Research output: Chapter in Book/Report/Conference proceedingConference contribution

Abstract

Performance models are essential for automatic code optimization, enabling compilers to predict the effects of code transformations on performance and guide search for optimal transformations. Building state-of-the-art performance models with deep learning, however, requires vast labeled datasets of random programs - an expensive and time-consuming process, stretching over months. This paper introduces a self-supervised pre-training scheme with autoencoders to reduce the need for labeled data.
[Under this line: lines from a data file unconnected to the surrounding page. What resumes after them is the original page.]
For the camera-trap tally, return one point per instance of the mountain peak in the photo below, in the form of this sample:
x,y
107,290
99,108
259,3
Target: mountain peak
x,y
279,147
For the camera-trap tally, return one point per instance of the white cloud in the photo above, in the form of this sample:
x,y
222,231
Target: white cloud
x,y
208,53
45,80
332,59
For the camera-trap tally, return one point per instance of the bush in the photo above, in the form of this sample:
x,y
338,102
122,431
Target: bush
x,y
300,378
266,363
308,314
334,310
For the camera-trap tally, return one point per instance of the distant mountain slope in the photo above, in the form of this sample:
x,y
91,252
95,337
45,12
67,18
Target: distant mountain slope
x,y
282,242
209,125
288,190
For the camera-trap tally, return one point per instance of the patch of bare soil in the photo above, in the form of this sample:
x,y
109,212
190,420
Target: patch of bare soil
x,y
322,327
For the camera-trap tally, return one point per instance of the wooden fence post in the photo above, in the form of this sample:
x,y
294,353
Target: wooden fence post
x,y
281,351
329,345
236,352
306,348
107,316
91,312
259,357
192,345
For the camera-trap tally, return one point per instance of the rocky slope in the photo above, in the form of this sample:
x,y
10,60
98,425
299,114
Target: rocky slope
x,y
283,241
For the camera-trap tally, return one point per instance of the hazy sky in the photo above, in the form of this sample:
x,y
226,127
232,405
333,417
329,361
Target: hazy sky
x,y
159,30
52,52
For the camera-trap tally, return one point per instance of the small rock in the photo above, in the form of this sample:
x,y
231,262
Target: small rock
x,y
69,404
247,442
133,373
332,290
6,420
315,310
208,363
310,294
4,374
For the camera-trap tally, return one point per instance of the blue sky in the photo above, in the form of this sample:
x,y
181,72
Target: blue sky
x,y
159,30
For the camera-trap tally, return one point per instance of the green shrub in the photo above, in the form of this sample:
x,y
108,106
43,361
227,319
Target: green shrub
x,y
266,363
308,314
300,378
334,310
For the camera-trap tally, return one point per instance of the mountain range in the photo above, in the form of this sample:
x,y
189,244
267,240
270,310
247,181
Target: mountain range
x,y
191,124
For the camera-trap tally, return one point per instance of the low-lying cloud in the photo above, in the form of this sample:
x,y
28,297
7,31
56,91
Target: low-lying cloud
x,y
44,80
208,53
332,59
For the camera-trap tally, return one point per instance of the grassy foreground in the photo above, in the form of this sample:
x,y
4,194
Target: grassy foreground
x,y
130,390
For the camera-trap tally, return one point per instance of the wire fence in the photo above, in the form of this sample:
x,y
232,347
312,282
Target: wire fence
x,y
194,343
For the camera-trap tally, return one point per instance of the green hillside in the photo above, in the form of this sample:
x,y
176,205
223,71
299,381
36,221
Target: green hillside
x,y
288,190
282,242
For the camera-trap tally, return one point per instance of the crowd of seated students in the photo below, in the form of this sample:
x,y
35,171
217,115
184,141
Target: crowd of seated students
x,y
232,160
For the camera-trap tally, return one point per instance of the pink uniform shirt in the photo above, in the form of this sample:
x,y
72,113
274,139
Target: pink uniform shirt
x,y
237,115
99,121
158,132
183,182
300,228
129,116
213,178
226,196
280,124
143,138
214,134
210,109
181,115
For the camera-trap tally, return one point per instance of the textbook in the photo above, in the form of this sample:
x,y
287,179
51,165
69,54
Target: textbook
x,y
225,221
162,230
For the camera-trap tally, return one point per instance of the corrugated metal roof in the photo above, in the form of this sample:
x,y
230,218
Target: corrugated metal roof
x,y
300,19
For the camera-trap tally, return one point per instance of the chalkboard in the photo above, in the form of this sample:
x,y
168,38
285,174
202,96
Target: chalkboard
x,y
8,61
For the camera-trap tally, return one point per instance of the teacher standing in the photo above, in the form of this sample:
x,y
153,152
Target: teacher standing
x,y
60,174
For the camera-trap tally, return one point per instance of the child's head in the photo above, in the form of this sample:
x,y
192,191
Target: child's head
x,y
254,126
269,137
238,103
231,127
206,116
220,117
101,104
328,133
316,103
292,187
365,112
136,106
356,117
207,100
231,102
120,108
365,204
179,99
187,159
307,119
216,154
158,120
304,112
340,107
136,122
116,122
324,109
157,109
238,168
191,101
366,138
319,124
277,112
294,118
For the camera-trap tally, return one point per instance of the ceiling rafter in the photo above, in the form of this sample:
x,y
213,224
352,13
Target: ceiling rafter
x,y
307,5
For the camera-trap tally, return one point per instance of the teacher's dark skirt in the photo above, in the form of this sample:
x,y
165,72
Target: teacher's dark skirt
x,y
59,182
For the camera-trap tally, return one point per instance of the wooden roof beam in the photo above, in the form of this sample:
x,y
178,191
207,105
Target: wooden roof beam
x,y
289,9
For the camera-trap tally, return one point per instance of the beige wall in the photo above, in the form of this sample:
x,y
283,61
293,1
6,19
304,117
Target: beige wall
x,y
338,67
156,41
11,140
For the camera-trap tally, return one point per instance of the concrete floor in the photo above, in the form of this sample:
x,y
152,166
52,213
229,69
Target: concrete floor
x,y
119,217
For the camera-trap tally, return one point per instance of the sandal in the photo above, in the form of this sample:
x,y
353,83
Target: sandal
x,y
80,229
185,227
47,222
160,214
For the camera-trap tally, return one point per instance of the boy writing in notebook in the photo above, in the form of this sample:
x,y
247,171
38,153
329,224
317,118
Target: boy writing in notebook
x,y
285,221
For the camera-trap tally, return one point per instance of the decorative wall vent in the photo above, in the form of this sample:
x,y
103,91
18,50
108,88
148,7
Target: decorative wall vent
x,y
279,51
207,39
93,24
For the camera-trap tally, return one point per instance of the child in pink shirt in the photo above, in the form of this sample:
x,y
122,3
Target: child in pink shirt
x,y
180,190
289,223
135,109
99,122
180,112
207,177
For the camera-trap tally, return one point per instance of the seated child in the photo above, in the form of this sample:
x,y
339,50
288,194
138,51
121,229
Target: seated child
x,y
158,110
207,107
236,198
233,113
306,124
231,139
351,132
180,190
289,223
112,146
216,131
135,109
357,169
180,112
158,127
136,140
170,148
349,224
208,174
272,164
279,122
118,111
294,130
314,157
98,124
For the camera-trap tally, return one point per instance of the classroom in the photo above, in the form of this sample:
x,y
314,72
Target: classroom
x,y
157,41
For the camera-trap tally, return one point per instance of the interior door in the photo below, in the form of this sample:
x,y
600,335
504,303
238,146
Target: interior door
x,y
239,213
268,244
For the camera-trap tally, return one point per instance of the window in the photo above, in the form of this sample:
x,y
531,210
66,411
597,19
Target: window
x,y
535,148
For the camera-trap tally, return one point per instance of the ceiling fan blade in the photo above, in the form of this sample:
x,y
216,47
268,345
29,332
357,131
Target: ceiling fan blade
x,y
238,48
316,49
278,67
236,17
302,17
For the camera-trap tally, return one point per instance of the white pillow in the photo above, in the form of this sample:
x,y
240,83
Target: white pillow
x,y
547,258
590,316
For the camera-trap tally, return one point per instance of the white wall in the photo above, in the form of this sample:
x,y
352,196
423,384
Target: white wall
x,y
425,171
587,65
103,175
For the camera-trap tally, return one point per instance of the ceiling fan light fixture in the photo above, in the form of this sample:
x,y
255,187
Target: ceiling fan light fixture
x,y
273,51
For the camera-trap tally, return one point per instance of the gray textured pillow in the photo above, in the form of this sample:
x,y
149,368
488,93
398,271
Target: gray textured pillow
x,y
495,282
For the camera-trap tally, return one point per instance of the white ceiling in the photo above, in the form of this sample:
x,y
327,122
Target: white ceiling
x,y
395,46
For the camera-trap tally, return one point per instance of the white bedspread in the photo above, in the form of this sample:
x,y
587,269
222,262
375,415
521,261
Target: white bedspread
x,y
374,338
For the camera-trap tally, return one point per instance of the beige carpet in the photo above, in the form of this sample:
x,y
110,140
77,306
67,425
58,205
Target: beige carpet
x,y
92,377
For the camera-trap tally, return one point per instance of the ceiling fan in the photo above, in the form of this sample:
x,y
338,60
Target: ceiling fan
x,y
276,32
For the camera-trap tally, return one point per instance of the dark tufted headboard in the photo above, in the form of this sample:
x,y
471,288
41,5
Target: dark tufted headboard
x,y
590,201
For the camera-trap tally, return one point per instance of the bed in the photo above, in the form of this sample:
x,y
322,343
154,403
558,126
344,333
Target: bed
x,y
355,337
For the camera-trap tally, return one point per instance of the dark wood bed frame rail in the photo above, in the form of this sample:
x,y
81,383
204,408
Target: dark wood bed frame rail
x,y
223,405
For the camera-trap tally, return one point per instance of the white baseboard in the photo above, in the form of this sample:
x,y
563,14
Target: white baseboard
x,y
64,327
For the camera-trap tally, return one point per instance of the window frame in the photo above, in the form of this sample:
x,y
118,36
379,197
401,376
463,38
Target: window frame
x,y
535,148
By pre-training on a large dataset of random programs, the autoencoder learns representations of code and transformations, which are then used to embed programs for the performance model. Implemented in the Tiramisu autoscheduler, our approach improves model accuracy with less data. For example, to achieve a MAPE of 20.72%, the original model requires 18 million data points, whereas our method achieves a similar MAPE of 22.44% with only 3.6 million data points, reducing data requirements by 5×.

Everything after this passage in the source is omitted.